With all the talk lately about the death of old media, it was interesting to see the NYTimes profile on Heather Armstrong who writes Dooce.com.

Having a tale to tell is only the first step, of course. Still evolving is the art of making a living from that tale. Heather and Jon both worked in online marketing, yet they were hesitant about adding advertising to Dooce early on. More specifically, it was Heather who hesitated. She feared “selling out” and the reaction from readers. But after her postpartum breakdown, her therapist prescribed that she hire a baby-sitter to come every day. Ads became a way to pay for child care.
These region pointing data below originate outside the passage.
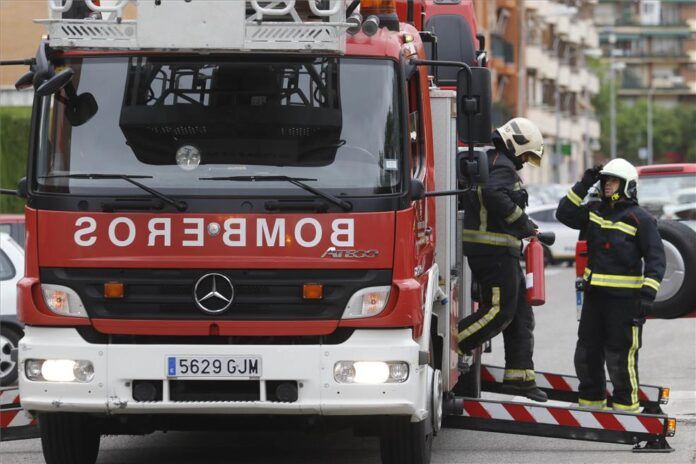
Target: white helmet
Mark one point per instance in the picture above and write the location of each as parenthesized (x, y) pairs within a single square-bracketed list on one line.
[(521, 136), (622, 169)]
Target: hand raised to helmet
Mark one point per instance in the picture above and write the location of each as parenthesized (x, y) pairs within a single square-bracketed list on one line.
[(591, 176)]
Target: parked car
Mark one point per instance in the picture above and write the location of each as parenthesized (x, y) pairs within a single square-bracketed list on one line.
[(11, 330), (13, 224), (668, 191), (563, 248)]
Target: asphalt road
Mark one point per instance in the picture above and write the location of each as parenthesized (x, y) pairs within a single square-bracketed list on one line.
[(668, 358)]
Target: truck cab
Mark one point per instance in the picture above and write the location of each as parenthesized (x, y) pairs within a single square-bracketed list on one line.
[(241, 224)]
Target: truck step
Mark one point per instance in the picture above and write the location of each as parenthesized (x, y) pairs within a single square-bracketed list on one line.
[(562, 422), (15, 422), (561, 387)]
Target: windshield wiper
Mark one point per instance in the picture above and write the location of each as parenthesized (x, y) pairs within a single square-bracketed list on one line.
[(180, 205), (298, 181)]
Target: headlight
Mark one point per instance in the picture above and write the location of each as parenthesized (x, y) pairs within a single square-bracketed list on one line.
[(367, 302), (59, 370), (63, 300), (371, 372)]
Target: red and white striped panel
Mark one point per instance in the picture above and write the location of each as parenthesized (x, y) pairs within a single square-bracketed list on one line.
[(12, 414), (569, 383), (602, 420), (15, 418)]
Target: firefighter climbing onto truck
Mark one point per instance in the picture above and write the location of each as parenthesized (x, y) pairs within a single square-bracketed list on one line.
[(494, 224), (619, 290)]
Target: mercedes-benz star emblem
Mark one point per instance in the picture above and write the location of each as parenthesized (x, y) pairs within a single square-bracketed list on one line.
[(213, 293)]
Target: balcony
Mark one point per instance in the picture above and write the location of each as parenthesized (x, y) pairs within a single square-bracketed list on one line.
[(534, 57), (501, 48), (635, 22)]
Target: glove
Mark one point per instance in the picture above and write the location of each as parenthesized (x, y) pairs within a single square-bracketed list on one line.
[(591, 176), (529, 229)]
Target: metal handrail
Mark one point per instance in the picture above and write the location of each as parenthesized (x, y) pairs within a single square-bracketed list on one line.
[(289, 5)]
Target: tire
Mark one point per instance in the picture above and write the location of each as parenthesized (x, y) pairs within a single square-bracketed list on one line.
[(68, 438), (405, 442), (9, 340), (677, 295)]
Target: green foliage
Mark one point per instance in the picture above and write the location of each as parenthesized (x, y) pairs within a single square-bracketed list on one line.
[(14, 142), (673, 128)]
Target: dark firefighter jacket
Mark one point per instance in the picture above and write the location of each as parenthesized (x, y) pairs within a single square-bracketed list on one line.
[(620, 236), (494, 217)]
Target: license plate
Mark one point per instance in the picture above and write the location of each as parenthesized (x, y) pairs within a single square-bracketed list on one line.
[(213, 366)]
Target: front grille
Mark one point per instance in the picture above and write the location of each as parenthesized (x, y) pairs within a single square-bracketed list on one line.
[(260, 294)]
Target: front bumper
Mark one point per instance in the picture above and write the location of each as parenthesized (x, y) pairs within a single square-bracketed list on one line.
[(116, 366)]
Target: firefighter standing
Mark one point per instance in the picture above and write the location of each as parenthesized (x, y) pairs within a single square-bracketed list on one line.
[(626, 263), (494, 224)]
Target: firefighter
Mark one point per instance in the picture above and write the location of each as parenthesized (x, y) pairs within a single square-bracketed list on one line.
[(494, 224), (626, 263)]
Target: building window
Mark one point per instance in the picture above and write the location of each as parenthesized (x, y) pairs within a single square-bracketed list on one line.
[(501, 22), (650, 12)]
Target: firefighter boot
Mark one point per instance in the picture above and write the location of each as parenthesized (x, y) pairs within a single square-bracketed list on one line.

The Armstrongs started small at the end of 2004, with Google ads (the kind that appear on registered sites and pay anywhere from a few pennies to a few dollars, depending on Web traffic). Before long they had contracted with an agency that actively sought display advertisers, making Dooce the first personal Web site to accept significant advertising. When monthly income from the blog exceeded Jon’s paycheck for the same period, he quit his job to manage the business.

Armstrong’s readers responded as she’d feared. “They screamed, ‘Who do you think you are?’ ” she remembers. “ ‘What made you important enough to make money on your Web site?’ ”

It is a question that hovers over all personal blogs — if they are based on trust, do you violate that trust by introducing commerce?

The more that I’ve thought about it, the movie Julie and Julia (affiliate link) was a more powerful representation of today’s blogging culture than I realized. it’s the “You’ve Got Mail” of this decade. More and more authors are leaving the corporate world and doing it full time.

It’s very inspiring, and all it requires is a simple blog service and the ability to write some damn good content.